OVH has 32 data centers with over 300,000 servers on four continents and a total of 20 Tbit/s global network capacity.
It provides web hosting, cloud computing services, and dedicated servers to 1,300,000 enterprise customers worldwide.
Outage caused by bad router configuration
“We will do a maintenance on our routers on VIN DC to improve our routing,” the company said on its status page before its servers went down.
“Maintenance is planned for 13/Oct/21 9:00 AM to 10:30 AM ( UTC+2). No impact expected, device will be isolated before the change.”
However, due to unknown issues encountered during the planned maintenance, the hosting provider’s servers became unreachable, also taking down customers’ sites with them.
“Following a human error during the reconfiguration of the network on our DC to VH (US-EST), we have a problem on the whole backbone. We are going to isolate the DC VH then fix the conf,” OVH founder Octave Klaba explained.
“In recent days, the intensity of DDoS attacks has increased significantly. We have decided to increase our DDoS processing capacity by adding new infrastructures in our DC VH (US-EST). A bad configuration of the router caused the failure of the network.”
According to reports [1, 2], the ongoing outage only affects IPv4 infrastructure, with IPv6 infra still up and reachable over the Internet.
Suite à une erreur humaine durant la reconfiguration du network sur notre DC à VH (US-EST), nous avons un souci sur la toute la backbone. Nous allons isoler le DC VH puis fixer la conf. https://t.co/kDakq7FGBO
— Octave Klaba (@olesovhcom) October 13, 2021
When trying to connect to the OVH website, users are currently seeing “Error 503: Backend unavailable” errors explaining that “This type of error usually results of an unavailability of servers behind IP Load Balancing.”
Visitors are asked to refresh the site or return in a few minutes and reach out to OVH’s support team if the problem persists.
The hosting provider’s status page also went down with the company’s servers during the maintenance process, with the page now displaying “The connection has timed out. An error occurred during a connection to status.ovh.com,” errors.
Earlier his year, major sites also went offline after OVH data centers from Strasbourg, France, burnt down in March.
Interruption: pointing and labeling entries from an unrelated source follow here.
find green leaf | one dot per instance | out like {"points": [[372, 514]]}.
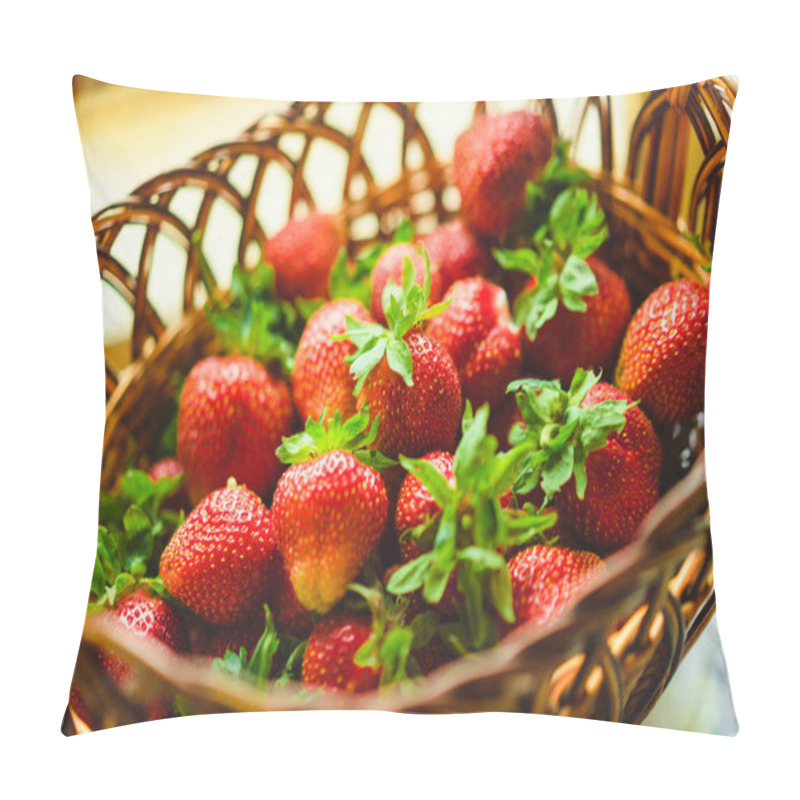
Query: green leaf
{"points": [[410, 576], [433, 480], [398, 356], [577, 277]]}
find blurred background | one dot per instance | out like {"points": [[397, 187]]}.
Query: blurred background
{"points": [[129, 135]]}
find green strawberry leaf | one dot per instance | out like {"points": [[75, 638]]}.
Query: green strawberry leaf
{"points": [[559, 434], [404, 307], [355, 435]]}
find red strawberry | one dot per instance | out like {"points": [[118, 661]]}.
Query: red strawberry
{"points": [[588, 339], [458, 253], [544, 579], [143, 614], [622, 480], [492, 161], [290, 615], [389, 269], [477, 331], [663, 357], [329, 510], [232, 416], [217, 563], [415, 419], [302, 254], [321, 380], [170, 467], [328, 660]]}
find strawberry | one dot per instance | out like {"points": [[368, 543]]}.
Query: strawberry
{"points": [[403, 376], [588, 339], [143, 614], [329, 658], [389, 270], [594, 451], [492, 161], [544, 579], [217, 563], [232, 415], [290, 614], [622, 479], [477, 331], [458, 252], [573, 308], [321, 381], [170, 467], [455, 521], [329, 508], [663, 356], [303, 253]]}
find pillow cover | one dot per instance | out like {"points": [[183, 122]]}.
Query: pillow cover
{"points": [[404, 403]]}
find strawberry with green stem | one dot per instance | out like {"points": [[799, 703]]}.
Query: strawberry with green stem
{"points": [[321, 379], [403, 376], [218, 562], [353, 280], [476, 329], [492, 162], [662, 361], [365, 643], [469, 534], [574, 308], [594, 451], [303, 254], [389, 271], [545, 579], [330, 506]]}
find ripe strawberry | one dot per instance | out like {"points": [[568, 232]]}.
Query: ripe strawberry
{"points": [[544, 579], [290, 615], [477, 331], [663, 356], [303, 253], [588, 339], [170, 467], [455, 520], [231, 417], [420, 417], [321, 380], [622, 479], [329, 509], [404, 377], [389, 269], [145, 615], [458, 252], [217, 563], [492, 161], [328, 660]]}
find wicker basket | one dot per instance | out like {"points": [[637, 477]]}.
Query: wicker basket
{"points": [[613, 653]]}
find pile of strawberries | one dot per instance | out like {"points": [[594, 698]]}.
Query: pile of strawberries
{"points": [[407, 455]]}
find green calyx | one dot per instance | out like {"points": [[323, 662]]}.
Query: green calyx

Its SBG1, SBG2, SBG3, and SBG4 Strasbourg data centers were shut down to contain the damage from the fire that started in SBG2.
The list of impacted clients included videogame maker Rust, provider of free chess server Lichess.org, telecom company AFR-IX, encryption utility VeraCrypt, news outlet eeNews Europe, cryptocurrency exchange Deribit‘s blog and docs sites, the art building complex Centre Pompidou, and many many others.
The company’s founder later explained that SBG2 was an older generation center built in 2011 and that OVH was working towards replacing older infra with newer technology.
Update Oct 13, 04:59 EST: OVH’s network is slowly recovering after it went down 07:20 UTC this morning together with a US router with a faulty configuration.
“Since 08:22 UTC all services are gradually returning following the isolation of network equipment in the US,” the company says.
Klaba tweeted earlier that the router with the wrong D2 configuration has been cut from the network.
Update Oct 13, 06:01 EDT: OVH says services have been now restored.
On the morning of October 13 at 9:12 am (CET / Paris time), we carried out interventions on a router at our Vint Hill Datacentre in the United States, which caused disruptions on our entire network. These interventions were aimed at strengthening our anti-DDoS protections, attacks which have been particularly intense in recent weeks.
OVHcloud teams quickly intervened to isolate the equipment at 10:15 am. Services have been restored since this intervention.
We are currently running a verification campaign with our clients to confirm the restoration of all their services.
We offer our sincere apologies to all of our impacted customers and will be as transparent as possible about the causes and consequences of this incident.